News & Insights

Family & Medical Leave Act (FMLA)Americans with Disabilities ActAugust 23, 2022by Elijah DavisA Non-Obvious Issue in Dealing with Workplace Injuries

When it comes to workplace injuries, it's crucial that employers are aware of the laws from local to federal levels. In this post, Elijah outlines some important things to consider before facing a workers' comp situation.

Workplace injuries can trigger compliance requirements under multiple laws at the federal, state, and local levels. Some of the most common and costly mistakes by employers occur while attempting to navigate the intersections of these laws. Below are a few key takeaways on the interaction and overlap of workers’ comp and the Family Medical Leave Act (FMLA).*   

Refresher on the applicable laws

FMLA is a federal statute that applies to eligible employees of covered employers. We don’t have time to go into the details, but you can read more here. As an overview, just know that (1) FMLA provides job protected unpaid leave for, among other reasons, an employee’s own serious health condition, and (2) covered employers are prohibited from interfering with, restraining, or denying an eligible employee’s efforts to exercise any FMLA right.

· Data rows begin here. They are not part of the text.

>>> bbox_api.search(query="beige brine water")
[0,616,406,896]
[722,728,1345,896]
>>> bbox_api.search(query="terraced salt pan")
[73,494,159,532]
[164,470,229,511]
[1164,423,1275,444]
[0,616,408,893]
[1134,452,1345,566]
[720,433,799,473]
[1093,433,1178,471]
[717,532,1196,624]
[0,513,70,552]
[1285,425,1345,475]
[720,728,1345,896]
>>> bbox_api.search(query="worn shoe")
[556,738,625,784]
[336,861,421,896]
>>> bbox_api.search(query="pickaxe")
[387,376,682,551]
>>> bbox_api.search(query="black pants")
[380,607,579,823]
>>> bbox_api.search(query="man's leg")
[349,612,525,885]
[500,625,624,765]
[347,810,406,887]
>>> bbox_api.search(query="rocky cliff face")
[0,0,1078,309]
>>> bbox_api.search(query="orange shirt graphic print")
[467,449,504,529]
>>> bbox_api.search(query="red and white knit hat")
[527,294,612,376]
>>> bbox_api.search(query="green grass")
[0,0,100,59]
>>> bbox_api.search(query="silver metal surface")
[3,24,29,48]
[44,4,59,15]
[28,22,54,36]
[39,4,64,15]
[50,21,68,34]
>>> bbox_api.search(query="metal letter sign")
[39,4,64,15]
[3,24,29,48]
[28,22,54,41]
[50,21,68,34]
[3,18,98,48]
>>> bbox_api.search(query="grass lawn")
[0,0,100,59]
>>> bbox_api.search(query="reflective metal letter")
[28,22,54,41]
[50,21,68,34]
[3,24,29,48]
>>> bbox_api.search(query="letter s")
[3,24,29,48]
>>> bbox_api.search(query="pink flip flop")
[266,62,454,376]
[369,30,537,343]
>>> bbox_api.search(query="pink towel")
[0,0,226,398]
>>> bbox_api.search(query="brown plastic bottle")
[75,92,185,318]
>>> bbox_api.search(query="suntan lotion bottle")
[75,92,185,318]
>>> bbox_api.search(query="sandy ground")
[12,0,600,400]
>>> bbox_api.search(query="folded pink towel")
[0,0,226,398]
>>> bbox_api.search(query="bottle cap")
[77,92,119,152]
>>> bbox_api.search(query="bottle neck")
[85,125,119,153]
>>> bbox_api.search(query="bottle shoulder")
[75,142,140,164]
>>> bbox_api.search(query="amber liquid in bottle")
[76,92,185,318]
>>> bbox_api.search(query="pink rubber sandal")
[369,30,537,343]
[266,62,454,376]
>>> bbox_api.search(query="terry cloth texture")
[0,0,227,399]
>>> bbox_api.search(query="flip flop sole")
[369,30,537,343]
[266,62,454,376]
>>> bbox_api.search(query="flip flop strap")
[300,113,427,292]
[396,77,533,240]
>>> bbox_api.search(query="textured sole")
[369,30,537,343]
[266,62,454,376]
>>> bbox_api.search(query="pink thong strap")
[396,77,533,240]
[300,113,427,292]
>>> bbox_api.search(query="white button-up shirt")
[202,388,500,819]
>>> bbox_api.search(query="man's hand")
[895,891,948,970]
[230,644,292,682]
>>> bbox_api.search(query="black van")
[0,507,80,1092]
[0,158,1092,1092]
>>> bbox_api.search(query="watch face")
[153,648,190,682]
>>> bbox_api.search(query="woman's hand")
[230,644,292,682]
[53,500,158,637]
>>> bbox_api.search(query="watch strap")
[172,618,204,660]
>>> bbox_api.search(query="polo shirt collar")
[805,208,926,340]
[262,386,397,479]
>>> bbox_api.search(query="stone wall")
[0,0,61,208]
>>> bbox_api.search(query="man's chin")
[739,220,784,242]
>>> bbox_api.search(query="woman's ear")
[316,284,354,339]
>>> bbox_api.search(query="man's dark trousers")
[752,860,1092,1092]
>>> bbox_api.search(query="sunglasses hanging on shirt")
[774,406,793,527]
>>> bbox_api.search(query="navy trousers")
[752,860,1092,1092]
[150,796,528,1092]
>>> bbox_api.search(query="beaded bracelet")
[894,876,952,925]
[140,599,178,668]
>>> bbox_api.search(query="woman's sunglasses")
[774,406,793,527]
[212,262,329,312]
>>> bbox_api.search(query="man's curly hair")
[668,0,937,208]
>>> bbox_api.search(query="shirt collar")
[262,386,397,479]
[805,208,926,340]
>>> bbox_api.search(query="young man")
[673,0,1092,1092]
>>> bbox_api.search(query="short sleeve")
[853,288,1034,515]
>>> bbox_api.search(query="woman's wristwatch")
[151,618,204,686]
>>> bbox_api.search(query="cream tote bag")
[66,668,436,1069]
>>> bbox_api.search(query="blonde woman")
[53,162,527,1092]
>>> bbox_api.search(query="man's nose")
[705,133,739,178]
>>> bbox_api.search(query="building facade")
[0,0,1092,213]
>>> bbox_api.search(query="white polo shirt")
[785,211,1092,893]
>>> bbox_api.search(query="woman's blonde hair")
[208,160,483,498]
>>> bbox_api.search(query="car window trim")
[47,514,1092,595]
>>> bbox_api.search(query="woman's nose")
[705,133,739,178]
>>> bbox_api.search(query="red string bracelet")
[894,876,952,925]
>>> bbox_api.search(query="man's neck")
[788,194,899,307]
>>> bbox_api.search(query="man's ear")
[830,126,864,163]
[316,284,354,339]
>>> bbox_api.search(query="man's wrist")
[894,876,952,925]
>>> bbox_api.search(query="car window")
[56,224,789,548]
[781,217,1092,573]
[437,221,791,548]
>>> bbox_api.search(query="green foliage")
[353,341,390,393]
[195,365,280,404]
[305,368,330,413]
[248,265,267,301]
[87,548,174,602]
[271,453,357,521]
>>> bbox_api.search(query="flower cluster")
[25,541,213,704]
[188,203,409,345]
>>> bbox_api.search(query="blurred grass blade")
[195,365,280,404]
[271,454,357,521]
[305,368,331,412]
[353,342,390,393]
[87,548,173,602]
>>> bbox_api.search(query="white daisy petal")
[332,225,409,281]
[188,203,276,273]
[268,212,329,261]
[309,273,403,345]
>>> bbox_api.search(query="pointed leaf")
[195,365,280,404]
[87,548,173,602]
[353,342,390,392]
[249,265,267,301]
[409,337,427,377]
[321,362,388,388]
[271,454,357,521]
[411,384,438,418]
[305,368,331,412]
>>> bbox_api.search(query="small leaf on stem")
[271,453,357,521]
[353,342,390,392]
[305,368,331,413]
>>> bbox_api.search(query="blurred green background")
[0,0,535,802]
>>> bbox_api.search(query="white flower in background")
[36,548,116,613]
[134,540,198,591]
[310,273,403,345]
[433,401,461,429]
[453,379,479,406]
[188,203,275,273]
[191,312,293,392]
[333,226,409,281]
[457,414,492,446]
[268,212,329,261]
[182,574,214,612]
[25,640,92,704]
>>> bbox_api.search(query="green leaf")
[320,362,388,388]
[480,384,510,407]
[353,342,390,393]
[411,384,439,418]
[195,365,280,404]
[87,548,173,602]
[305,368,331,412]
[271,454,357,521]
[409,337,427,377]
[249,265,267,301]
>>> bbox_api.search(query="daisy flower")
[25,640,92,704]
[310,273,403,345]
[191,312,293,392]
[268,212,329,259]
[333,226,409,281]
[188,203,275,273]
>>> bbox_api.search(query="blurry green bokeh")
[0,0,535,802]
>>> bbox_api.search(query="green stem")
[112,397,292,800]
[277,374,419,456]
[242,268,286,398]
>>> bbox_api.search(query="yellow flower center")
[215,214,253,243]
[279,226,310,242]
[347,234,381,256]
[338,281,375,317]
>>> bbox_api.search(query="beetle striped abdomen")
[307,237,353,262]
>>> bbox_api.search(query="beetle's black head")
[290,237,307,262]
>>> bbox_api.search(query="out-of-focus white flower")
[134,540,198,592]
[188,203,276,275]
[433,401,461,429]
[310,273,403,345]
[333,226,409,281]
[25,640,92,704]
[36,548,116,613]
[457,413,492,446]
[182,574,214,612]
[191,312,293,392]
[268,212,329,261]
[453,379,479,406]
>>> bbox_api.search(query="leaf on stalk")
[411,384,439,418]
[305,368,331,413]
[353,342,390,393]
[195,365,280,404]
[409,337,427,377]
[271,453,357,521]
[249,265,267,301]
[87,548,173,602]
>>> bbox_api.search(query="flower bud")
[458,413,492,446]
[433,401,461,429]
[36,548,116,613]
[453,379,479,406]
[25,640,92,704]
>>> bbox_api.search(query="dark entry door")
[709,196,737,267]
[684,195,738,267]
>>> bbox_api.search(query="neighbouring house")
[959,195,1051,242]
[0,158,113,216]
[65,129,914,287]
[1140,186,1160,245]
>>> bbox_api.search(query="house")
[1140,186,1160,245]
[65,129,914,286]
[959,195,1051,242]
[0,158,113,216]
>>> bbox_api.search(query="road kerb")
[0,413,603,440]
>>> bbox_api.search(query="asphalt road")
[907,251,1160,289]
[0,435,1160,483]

Note: Failure to provide the required notices and forms at the right time may qualify as a violation of an employee’s rights under FMLA. 

Workers’ Compensation: Most states require employers to provide their employees with workers’ comp benefits. Workers’ comp allows an employee who is injured in a work-related accident to receive payments for all reasonable medical care and lost wages resulting from that injury.

Key takeaways

  • These laws are not designed to make life easier for employers. 
  • Sometimes the circumstances giving rise to, and the benefits provided by these laws, can overlap. 
  • Employers cannot use one benefit system as a shield against the applicability of another. 
  • Although employers may run FMLA and workers’ comp concurrently, it is not enough to simply provide workers’ comp benefits.
  • The information gathered from handling a workers’ comp claim may be sufficient to notify the employer that an employee might be protected by the FMLA.
  • Employers should view most workers’ comp claims in tandem with FMLA and not as separate and distinct requests. This is true even if different departments or third-party providers would handle the claims. 
  • The fact that an employee accepts a light-duty assignment in connection with their workers’ comp claim does not eliminate an employer’s obligations under the FMLA. 
  • Employers should also remember to check the facts of the situation against their obligations under the ADA. 

Navigating the multiple laws stemming from a workplace injury can be a challenge for any employer. Thoughtful decision-making is necessary to avoid a mistake, which could have costly consequences. Employers grappling with these complexities are encouraged to reach out to an experienced employment attorney. 


*Based on: Ramji v. Hospital Housekeeping Systems, LLC, 992 F.3d 1233 (2021).